With coronavirus pandemic numbers decreasing daily, we need to make sure that after this pandemic ends, we have learned a thing or two. Since some of us had to make some financial sacrifices due to some job changes; salary reductions or even – God forbids – layoffs; one of the things that we by now should be able to do is managing our finances.

For that, in this article, I will talk about how the majority of people manage their money and how those natural-born-budget-makers do.


Let’s start with how the majority of people manage their finances. You usually get your salary at the beginning of the month, set aside an amount of money for food and drinks, bills, supposedly entertainment, and health emergencies if you lived by yourself. If you are married, these expenses would be doubled. If you are married with kids, you could end up tripling or quadrupling, adding to them the school fees, if your kids are that age. At least, this sort of planning is what you know you should do.

Instead, most people once they get their salary and see or hear of something they want to buy, they either just do; I mean how hard is it these days to buy something that you’ve seen online? This momentary happiness is literally 3 to 5 clicks away.

Or, they beat themselves up because of all the financial responsibilities that restrain them from getting this momentary happiness.

A step back

Well, before we talk about how the natural budgeters make sure they don’t end the month with a negative balance or are indebted to anyone, let’s take a step back and revise some definitions that will help you understand the juicy parts of this article and consequently, hopefully, have a better financial life. I know you may already be familiar with most of these terms, but practice makes perfect.

Gross salary:

Let’s start with the basics, the gross salary is the total amount of money you get from your company before any deductions.

Net salary:

The net salary is the sum of money you actually get after all deductions are applied to your salary. The deductions can vary from insurance benefits to health benefits, etc. 

Revenue or Income:

Income is the total amount of money you make, whether hourly like translators, monthly like most people, or annually like football players. Since we talked about income, we must explain that it has two types.

Active Income:

This is the kind of income that gets generated when you do something. If you stop doing what you do, you don’t get this income. The most famous example of an active income generator is a job.

Passive income:

This concept is not familiar to most people. It’s mentioned in the best-selling book titled “Rich Dad, Poor Dad”, which we will cover in this article, and it’s kind of the opposite of the previous one. It’s the kind of income that gets generated without having to do “continuous” work, so if you stop, it will still be generating money.

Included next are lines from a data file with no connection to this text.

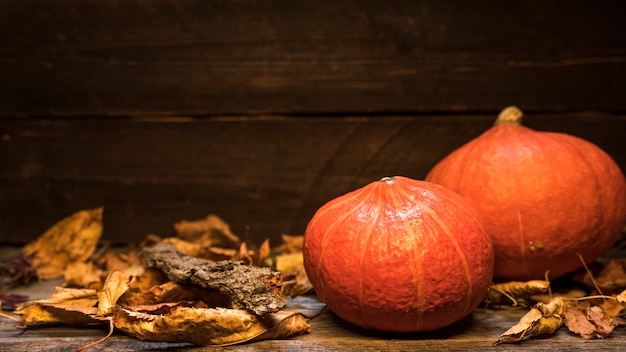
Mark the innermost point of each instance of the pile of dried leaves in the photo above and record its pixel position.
(591, 307)
(205, 286)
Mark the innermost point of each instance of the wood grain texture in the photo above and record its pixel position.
(328, 333)
(265, 176)
(196, 57)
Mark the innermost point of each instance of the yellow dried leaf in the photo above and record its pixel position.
(73, 239)
(208, 326)
(83, 275)
(65, 305)
(289, 262)
(542, 319)
(115, 285)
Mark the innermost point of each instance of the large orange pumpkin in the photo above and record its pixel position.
(398, 255)
(544, 197)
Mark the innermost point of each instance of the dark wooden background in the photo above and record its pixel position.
(261, 111)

This is the money you spend basically. They vary from necessities or needs to luxuries or wants.


A profit is the remaining money after you pay all your expenses or in more sophisticated terms, it is the subtraction of expenses from revenue. Of course, the term profit is mostly used for companies. People prefer to use the term “savings” to better express this. Of course, most people don’t enjoy the prosperity of having any “profit” at the end of their months and they just live paycheck to paycheck to make ends meet, but that’s what we’re trying to change here. 


A loan is an amount of money you borrow to do something. Its forms vary from borrowing money from a friend or a family member to applying for a credit card or borrowing money from a bank

Interest rate:

Loans aren’t usually handed over to be paid back with the same amount you borrowed, especially with banks. You have to pay them back with an added amount of money. This extra added money is called the interest rate.


Debt is the amount of money you are due to pay someone or some organization. If you borrow 2000 EGP from a friend, your debt to this friend is 2000 EGP.


Remember passive income? Yeah, assets are one of the main generators for that. They are the things you buy or invest money in and in return generate money for you whether on a short term basis or a long term. As you know, money or cash loses its value over time because of inflation, so the things that you buy to keep the value of your money from deteriorating are also considered as assets.


It would be an exaggeration to say that liabilities are the opposite of assets, but for a minimalist like myself, not so much. Aside from your needs, anything you buy that does not generate money is considered as a financial liability, at least according to Robert Kiyosaki in his New York Times bestseller book titled “Rich Dad, Poor Dad”.